Rheena sitzt auf dem Boden, nicht weit von ihm. Sie hält die Hand von Fae, die neben ihr liegt.
"Lady Rheena?" Er lässt sich neben sie sinken und streckt seine Hand aus, ihre Haut fühlt sich eiskalt an. Rasch zieht er seinen Mantel aus und legt ihn ihr um die Schultern. "Er wird euch wärmen. Jetzt kommt bitte mit mir, ich bringe euch und Lady Fae zum Anwesen."
"Nein." Sie schüttelt den Kopf. "Dort kann ich nicht hin. Nicht, nachdem ich all das angerichtet habe. Aber Fae - um sie kannst du dich kümmern. Sie braucht dringend Hilfe."

"Oz! Reim-san!" Gil entdeckt die beiden, als er einen Flügelschlag hört und nach oben schaut. Gryphon kreist am Himmel, Oz hatte ihn gerufen, um sich und Reim zu retten. Als er Gils Ruf hört, lässt er ihn langsam hinabgleiten und landet neben dem Schwarzhaarigen.
"Gilbert-sama, wo ist Xerxes?" Reims Gesicht drückt seine Besorgnis aus. "Geht es ihm gut? Ihr habt doch mit ihm gesprochen, oder?"
"Nein, dazu bin ich nicht mehr gekommen", erwidert Gil. "Weil Rheena uns mit ihrer verdammten Magie weggeblasen hat.
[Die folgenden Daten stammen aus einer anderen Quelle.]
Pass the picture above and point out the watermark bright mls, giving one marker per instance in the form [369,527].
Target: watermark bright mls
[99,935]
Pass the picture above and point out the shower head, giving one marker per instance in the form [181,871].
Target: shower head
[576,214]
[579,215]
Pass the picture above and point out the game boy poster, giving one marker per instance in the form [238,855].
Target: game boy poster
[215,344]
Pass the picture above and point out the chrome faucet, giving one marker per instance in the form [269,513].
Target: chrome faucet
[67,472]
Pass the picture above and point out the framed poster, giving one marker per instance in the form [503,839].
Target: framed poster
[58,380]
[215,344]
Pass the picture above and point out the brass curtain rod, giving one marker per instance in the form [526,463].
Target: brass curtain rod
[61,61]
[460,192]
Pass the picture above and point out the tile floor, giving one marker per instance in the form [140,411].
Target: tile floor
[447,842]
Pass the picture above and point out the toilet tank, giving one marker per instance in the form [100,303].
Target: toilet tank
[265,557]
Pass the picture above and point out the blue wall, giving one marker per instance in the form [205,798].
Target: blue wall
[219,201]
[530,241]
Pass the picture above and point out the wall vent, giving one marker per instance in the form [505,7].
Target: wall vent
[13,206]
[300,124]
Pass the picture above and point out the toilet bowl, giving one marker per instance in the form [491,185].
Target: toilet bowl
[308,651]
Wenn ich den frechen Rotschopf erwische, kann sie was erleben!"
"Meine Güte, du solltest dich wirklich nicht immer so aufregen. Entspann dich doch mal, sonst kriegst du irgendwann noch einen Herzanfall."
"Break."
"Xerxes."
"Oz-kun, Reim-san." Break hüpft von Rayearths Rücken und geht zu ihnen. "Gilbert-kuns Worten nach darf ich wohl annehmen, dass ihr in die gleiche Richtung wollt wie wir? Nun, dann können wir uns ja auch gemeinsam auf den Weg machen, nicht wahr?"
"Und ob! Mit dir bin ich auch noch nicht fertig!" Gil schießt einen wütenden Blick auf ihn ab. "Los kommt, lasst uns nicht noch mehr Zeit vertrödeln!"
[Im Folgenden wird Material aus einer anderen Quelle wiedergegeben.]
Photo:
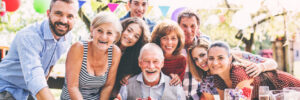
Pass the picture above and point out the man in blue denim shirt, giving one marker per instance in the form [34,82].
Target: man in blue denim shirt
[34,50]
[138,9]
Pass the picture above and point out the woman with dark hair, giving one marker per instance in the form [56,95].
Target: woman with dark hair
[197,60]
[229,73]
[169,36]
[134,35]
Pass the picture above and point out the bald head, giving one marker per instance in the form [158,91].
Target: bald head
[152,47]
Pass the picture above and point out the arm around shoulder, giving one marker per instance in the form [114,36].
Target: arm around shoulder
[73,66]
[111,78]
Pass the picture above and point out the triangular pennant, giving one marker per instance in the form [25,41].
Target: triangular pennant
[176,13]
[149,9]
[81,2]
[127,7]
[112,6]
[164,10]
[95,4]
"Na schön", seufzt Oz. "Folgen wir ihm, damit er nicht zu sehr ausrastet."

"Rheena!" Gil hat die Rothaarige entdeckt und stürmt auf sie zu. "Was zum Teufel hast du heute Abend eigentlich getrieben? Zuerst sperrst du mich aus, als ich Echo retten will! Dann kamen die ganzen Feuersäulen aus der Erde geschossen! Und als wäre das noch nicht genug, auch noch diese verdammte Explosion! Hast du eigentlich mal daran gedacht, wie gefährlich das für uns gewesen ist? Wir hätten ernsthaft verletzt werden können!"
"Es tut mir leid."
"Ist das alles, was du zu sagen hast?" Gil packt sie an den Armen und schüttelt sie. "Ich verlange eine Erklärung, was dieser ganze Blödsinn sollte!"
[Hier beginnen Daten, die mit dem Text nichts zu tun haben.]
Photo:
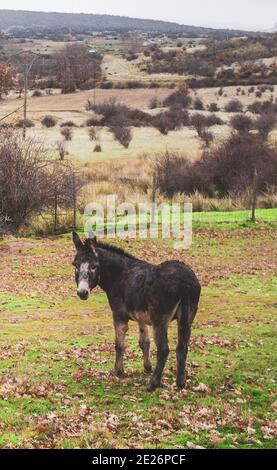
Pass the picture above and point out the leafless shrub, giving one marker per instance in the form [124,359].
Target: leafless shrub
[241,123]
[67,133]
[234,106]
[122,134]
[97,148]
[265,123]
[49,121]
[92,134]
[20,123]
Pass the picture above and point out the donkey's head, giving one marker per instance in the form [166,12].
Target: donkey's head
[87,269]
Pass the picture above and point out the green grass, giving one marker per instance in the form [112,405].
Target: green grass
[56,353]
[213,219]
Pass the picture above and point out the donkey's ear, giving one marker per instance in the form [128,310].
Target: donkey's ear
[77,241]
[91,241]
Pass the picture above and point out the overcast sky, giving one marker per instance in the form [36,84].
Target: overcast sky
[244,14]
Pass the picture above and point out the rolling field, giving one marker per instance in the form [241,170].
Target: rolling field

"Hör auf, Raven. Ich habe dir doch schon erklärt, dass sie es nicht gewollt hat. Dein Bruder hat sie durch die Kraft eines Chain dazu gezwungen. Er hat auch vorher schon eine ganze Menge Unruhe gestiftet, wann immer er sich im Abyss aufhielt."
"Nein, Ray-chan. Gilbert hat Recht, es ist meine Schuld. Wegen mir geht es Fae jetzt so schlecht, dabei hätte ich sie doch beschützen müssen. Und ihr alle wurdet auch..."
"Keiner hier hält dich für verantwortlich, Rheena. Also rede nicht so einen Unsinn. Und du, Gilbert-kun, lass sie in Ruhe. Im Grunde weißt du doch ganz genau, dass die Ratte, die du deinen Bruder nennst, all das angerichtet hat."